When I managed postdocs and academics, I used to spend quite a lot of time encouraging and checking that people were taking their holidays. Holidays in academia can be weird. Despite working in a University for 26 years, I never managed to convince my grandparents that we didn’t have the same times off as the students (especially not in the long summer break). Times out of term are actually pretty precious at least to academics because this is the time when there is a chance we might be able to stop firefighting, catch up with marking and course planning, and maybe even attend to research projects or scholarship activities. This time is precious particularly for research academics for whom esteem and career progression likely depend heavily on research outputs and grant winning. So academics who teach can’t take holiday during student terms because they are teaching, and are reluctant to take holiday in the student holidays because that is eating into precious research time.

Some other barriers to taking holidays are internal: the fear that even one day out will lead to someone else being ahead of you in the race to a lecturer position or a grant application (a particular issue with postdocs) or the threat of the state of the inbox when you get back. Some barriers are external: the need to earn additional income where possible or deadlines, conferences and meetings scheduled outside term time. (Of course, when travel was possible and for those without other constraints such as school holidays, many academics managed to combine holidays with conferences and thus get to places they may not otherwise have visited). When I started in academia, no-one monitored your holiday (they did by the time I left!) and whilst I expect some people took advantage of that, many of the people I worked with took far less than they were entitled to.

There is so much evidence that taking holidays is beneficial in terms of preventing burn-out, allowing new perspectives and where needed, resting physically. But it appears to be so hard to do for ourselves. This is where supervisors, line managers and mentors can be really important for academics and researchers, and where peer support can also help.

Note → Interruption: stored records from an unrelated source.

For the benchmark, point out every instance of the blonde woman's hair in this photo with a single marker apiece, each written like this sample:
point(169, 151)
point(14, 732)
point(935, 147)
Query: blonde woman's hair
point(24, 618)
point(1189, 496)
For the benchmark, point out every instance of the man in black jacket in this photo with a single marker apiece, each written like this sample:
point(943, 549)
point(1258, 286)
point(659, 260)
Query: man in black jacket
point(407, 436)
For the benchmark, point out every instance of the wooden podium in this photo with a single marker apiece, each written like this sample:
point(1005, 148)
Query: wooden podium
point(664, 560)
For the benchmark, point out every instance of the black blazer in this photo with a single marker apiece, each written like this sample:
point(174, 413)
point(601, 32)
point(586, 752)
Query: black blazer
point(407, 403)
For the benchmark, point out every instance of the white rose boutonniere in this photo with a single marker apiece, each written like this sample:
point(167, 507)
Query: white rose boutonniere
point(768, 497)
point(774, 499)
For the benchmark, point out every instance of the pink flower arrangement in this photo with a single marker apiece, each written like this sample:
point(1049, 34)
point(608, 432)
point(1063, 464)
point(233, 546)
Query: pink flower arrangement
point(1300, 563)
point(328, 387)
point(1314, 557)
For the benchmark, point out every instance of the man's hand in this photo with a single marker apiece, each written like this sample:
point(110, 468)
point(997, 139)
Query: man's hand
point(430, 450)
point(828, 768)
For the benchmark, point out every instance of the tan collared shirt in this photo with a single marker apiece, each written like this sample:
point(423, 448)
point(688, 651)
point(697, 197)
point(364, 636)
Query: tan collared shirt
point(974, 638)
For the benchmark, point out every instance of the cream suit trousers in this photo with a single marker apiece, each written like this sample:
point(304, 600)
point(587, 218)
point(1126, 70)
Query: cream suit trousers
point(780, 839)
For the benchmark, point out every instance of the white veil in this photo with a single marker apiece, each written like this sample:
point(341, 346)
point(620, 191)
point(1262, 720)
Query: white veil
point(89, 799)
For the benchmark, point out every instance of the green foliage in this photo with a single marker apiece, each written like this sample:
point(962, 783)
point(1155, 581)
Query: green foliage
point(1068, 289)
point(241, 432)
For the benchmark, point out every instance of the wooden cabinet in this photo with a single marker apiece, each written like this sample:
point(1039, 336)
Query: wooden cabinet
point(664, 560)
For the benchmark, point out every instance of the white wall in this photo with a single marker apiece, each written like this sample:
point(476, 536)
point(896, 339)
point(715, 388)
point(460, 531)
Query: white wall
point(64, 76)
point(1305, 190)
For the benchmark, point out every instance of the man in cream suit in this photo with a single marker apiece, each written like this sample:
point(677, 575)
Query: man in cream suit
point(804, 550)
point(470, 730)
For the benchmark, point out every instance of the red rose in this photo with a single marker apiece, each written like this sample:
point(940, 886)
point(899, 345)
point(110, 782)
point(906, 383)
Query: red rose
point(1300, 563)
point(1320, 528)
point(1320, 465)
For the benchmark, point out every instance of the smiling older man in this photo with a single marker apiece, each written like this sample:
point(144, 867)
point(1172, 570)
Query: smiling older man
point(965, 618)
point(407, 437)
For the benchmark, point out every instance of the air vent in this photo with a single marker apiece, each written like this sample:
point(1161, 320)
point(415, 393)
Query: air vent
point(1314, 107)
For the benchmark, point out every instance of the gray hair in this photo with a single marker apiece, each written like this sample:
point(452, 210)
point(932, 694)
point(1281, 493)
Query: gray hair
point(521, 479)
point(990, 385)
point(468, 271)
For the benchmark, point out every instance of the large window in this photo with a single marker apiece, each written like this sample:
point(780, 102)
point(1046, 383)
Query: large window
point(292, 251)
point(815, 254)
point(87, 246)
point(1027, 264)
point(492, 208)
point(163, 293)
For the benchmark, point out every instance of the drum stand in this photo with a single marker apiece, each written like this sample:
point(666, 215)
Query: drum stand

Top 3 things line managers and mentors can do to help people take the time out that they need to:

  • Check that people have planned time off and help them manage their concerns about doing so
  • Take time out themselves and talk about it openly – model self-awareness and self-care (and do not answer emails during the time you are away – I know it’s hard, but if you have planned it right and managed expectations before you go, everything important will still be there when you get back. Unplug!)
  • Do not set deadlines for important things (promotion cases, grant funding, exam marking) immediately after widely adopted holidays e.g. 3rd January

The more we normalise taking time out, the easier it becomes to do. Academic workload culture is pretty toxic right now – so we need to start talking differently.